Merkel Cell Carcinoma

Status
Active
Phase
Phase 2
Locations
International
Study Type
Interventional
Intervention
Nivolumab
Sponsored by
Prof. Dr. med. Dirk Schadendorf
About
Eligibility
Locations
Arms
Outcomes
Full info

About this trial

This is an interventional treatment trial for Merkel Cell Carcinoma focused on measuring Merkel cell carcinoma, Adjuvant, Nivolumab

Eligibility Criteria

18 Years - undefined (Adult, Older Adult)All SexesDoes not accept healthy volunteers

Inclusion Criteria:

  1. The patient is willing and able to give written informed consent.
  2. Central histological confirmation of diagnosis of Merkel cell carcinoma (MCC).
  3. All MCC manifestations have been completely resected by surgery within 12 weeks before enrolment.
  4. No currently present metastases (as confirmed by standard imaging studies (e.g. suggested by S2k guidelines)).
  5. No previous systemic therapy for MCC.

  6. Required values for initial laboratory tests:

    • WBC ≥ 2000/uL
    • ANC ≥ 1000/uL
    • Platelets ≥ 75 x 103/uL
    • Hemoglobin ≥ 8 g/dL (≥ 80 g/L)
    • Creatinine ≤ 2.0 x ULN
    • AST/ALT ≤ 2.5 x ULN
    • Total Bilirubin ≤ 2.0 x ULN, (except patients with Gilbert's Syndrome, who must have a total bilirubin less than 3.0 mg/dL)
  7. ECOG performance status 0 or 1.
  8. No active or chronic infection with HIV, Hepatitis B (HBV) or C (HCV).
  9. Men and women, ≥ 18 years of age.
  10. Women of childbearing potential (WOCBP) must be using an adequate method of contraception (Pearl-Index < 1) to avoid pregnancy during treatment phase and for additional 5 months after the last dose of nivolumab, in such a manner that the risk of pregnancy is minimized. WOCBP include any female who has experienced menarche and who has not undergone successful surgical sterilization (hysterectomy, bilateral tubal ligation, or bilateral oophorectomy) or is not post-menopausal.

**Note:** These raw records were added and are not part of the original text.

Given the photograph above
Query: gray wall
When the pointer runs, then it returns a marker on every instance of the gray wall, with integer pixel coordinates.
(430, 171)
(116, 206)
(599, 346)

WOCBP must have a negative serum or urine pregnancy test (minimum sensitivity 25 IU/L or equivalent units of HCG) within 72 hours before the start of nivolumab.
  11. Men of fathering potential must be using an adequate method of contraception to avoid conception and for 7 months after the last dose of nivolumab in such a manner that the risk of pregnancy is minimized.

Exclusion Criteria:

  1. Autoimmune disease: Patients with a history of inflammatory bowel disease, including ulcerative colitis and Crohn's Disease, are excluded from this study, as are patients with a history of symptomatic disease requiring systemic steroids (e.g., rheumatoid arthritis, systemic progressive sclerosis, systemic lupus erythematosus, autoimmune vasculitis); autoimmune motor neuropathy.
  2. Other serious illnesses, e.g., serious infections requiring i.v. antibiotics.
  3. The patient is known to be positive for Human Immunodeficiency Virus (HIV) or other chronic infections (HBV, HCV) or has another confirmed or suspected immunosuppressive or immune deficient condition.
  4. Any underlying medical or psychiatric condition, which in the opinion of the investigator will make the administration of nivolumab hazardous or obscure the interpretation of adverse events (AEs), such as a condition associated with frequent diarrhea.
  5. Any non-oncology vaccine therapy for up to 1 month before or after any dose of nivolumab.
  6. A history of prior or current treatment with a T cell potentiating agent (e.g. IL-2, interferon, anti-CTLA-4, anti-CD137, anti-PD1, anti-PD-L1, or anti-OX40 antibody).
  7. Chronic use of immunosuppressive agents or systemic corticosteroids.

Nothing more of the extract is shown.